Yang menjadi dasar atas hal ini adalah sebuah riwayat yang menyebutkan, bahwa suatu hari Umar ra. melewati sebuah tempat. Tiba-tiba ada sesuatu yang jatuh dari pancuran air dan mengenai Umar. Salah seorang sahabat yang ikut dalam perjalanan bersama Umar bertanya, “Wahai pemilik pancuran, apakah airmu suci atau najis?” Mendengar hal itu, Umar pun berkata, “Wahai pemilik pancuran, kamu tidak perlu menjawab pertanyaan sahabat kami ini.” Umar tidak menghiraukan benda yang jatuh kepada dirinya, dan beliau pun meneruskan perjalanannya.
-
Tanah Jalanan
Tidak wajib mencuci sesuatu yang terkena tanah yang ada di jalanan. Kumail bin Ziyad berkata, “Saya melihat Ali ra. berjalan di tengah-tengah lumpur setelah hujan turun. Namun, beliau terus masuk ke dalam masjid, lalu mengerjakan shalat tanpa membasuh kedua kakinya terlebih dahulu.”
-
Najis yang Baru Diketahui Saat Shalat
Jika seseorang telah mengerjakan shalat, tiba-tiba terlihat najis pada pakaian atau bagian badannya yang sebelumnya tidak diketahui, atau mengetahuinya tapi lupa membersihkannya, atau pun tidak lupa tapi tidak sanggup menanggalkannya, maka shalatnya tetap sah dan ia tidak perlu mengulangi shalatnya.

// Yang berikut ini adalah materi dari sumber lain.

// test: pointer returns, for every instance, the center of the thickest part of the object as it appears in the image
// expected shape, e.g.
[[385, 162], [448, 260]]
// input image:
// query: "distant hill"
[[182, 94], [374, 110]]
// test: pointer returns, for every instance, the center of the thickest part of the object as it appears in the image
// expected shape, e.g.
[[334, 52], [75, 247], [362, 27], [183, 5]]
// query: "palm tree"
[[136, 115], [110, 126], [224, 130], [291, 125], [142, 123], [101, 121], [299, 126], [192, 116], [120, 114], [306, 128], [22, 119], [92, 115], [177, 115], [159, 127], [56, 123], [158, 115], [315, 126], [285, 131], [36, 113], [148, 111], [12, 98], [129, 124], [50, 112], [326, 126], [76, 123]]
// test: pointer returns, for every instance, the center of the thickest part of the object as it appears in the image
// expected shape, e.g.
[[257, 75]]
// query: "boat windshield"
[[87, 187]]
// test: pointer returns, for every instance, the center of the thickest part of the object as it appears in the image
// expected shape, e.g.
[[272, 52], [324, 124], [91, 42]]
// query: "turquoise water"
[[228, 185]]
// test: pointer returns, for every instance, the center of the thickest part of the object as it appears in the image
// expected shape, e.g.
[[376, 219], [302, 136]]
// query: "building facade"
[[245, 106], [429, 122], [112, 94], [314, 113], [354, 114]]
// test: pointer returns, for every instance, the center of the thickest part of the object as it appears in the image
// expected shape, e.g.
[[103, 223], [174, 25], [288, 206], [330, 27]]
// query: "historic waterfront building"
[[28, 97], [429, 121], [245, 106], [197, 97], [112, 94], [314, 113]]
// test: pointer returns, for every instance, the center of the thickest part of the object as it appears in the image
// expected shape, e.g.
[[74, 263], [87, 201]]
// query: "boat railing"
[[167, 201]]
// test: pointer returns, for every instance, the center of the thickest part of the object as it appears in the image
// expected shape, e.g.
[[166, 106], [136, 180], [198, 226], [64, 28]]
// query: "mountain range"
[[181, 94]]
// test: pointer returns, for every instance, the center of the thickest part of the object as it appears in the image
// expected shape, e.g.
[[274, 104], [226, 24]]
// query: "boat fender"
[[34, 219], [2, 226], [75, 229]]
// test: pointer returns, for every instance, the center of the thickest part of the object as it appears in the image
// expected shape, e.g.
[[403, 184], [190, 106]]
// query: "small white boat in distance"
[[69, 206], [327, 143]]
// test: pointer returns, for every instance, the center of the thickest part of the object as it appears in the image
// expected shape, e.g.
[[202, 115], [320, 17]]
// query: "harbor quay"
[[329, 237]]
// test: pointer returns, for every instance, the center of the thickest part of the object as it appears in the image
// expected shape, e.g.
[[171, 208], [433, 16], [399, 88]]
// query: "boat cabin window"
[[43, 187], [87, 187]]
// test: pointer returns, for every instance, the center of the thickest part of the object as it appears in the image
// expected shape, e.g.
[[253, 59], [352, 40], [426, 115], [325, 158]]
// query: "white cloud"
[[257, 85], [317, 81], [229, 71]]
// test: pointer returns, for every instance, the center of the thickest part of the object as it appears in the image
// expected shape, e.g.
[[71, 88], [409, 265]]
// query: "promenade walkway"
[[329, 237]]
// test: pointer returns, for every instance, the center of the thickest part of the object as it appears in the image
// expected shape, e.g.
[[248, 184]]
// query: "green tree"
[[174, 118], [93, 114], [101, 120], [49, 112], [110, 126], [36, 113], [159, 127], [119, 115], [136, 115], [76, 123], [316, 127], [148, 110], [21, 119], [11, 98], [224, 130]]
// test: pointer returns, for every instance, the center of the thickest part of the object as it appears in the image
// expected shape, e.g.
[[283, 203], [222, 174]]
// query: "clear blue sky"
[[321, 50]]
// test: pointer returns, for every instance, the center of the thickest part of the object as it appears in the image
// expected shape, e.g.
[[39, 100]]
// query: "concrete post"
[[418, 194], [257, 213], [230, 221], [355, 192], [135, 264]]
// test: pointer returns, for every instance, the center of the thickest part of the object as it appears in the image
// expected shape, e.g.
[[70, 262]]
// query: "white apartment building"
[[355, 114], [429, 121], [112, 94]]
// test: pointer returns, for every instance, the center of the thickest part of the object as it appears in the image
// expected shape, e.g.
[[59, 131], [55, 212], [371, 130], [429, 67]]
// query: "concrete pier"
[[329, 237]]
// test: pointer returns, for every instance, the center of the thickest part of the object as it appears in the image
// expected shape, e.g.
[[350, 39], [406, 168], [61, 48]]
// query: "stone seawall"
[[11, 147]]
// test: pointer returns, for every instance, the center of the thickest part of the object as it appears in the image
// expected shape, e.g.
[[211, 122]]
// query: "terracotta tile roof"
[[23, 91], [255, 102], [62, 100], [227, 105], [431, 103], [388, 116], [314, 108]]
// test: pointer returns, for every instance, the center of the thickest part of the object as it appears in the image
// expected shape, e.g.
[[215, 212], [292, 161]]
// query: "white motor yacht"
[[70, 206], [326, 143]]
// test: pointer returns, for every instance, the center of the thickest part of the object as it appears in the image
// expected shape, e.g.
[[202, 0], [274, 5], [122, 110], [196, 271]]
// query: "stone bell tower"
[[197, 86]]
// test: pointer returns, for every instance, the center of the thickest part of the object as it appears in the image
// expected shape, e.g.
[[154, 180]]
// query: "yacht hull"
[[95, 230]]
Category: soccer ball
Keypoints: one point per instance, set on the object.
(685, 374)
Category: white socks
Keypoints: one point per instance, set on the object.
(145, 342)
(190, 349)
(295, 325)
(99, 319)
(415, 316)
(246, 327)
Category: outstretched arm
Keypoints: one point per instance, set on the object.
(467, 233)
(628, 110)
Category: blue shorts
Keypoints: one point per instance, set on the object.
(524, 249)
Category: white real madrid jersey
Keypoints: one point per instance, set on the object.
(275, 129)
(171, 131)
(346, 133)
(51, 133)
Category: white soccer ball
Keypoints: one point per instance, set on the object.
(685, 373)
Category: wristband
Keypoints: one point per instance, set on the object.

Sebagai landasan atas hal ini adalah firman Allah swt.,
"Dan tidak ada dosa atasmu terhadap apa yang kamu khilaf padanya"
(Al-Ahzab [33]: 5)
Inilah pendapat yang dikemukakan oleh mayoritas kalangan sahabat dan tabi’in.
-
Tidak Tahu Letak Najis di Pakaian
Seseorang yang tidak mengetahui letak najis di pakaiannya, ia diwajibkan mencuci semua pakaiannya. Sebab, tidak ada cara lain untuk menghilangkan najis tersebut melainkan dengan cara mencuci keseluruhan pakaian itu. Hal ini sesuai dengan kaidah yang menyatakan, “Suatu yang tidak bisa sempurna kecuali dengan sesuatu yang lain, maka perkara yang lain tersebut menjadi wajib.”
-
Pakaian Suci dan Najis Bercampur
Jika pakaian milik seseorang bercampur antara yang suci dengan yang terkena najis sehingga ia ragu saat memilih mana yang suci dan mana yang (terkena) najis, maka ia diharuskan memilih pakaian yang dianggap suci sesuai kemantapannya. Namun, ia hanya boleh memakainya untuk sekali shalat saja, baik pakaian yang ada itu sedikit ataupun banyak. Karena masalah ini sama halnya dengan menentukan arah kiblat.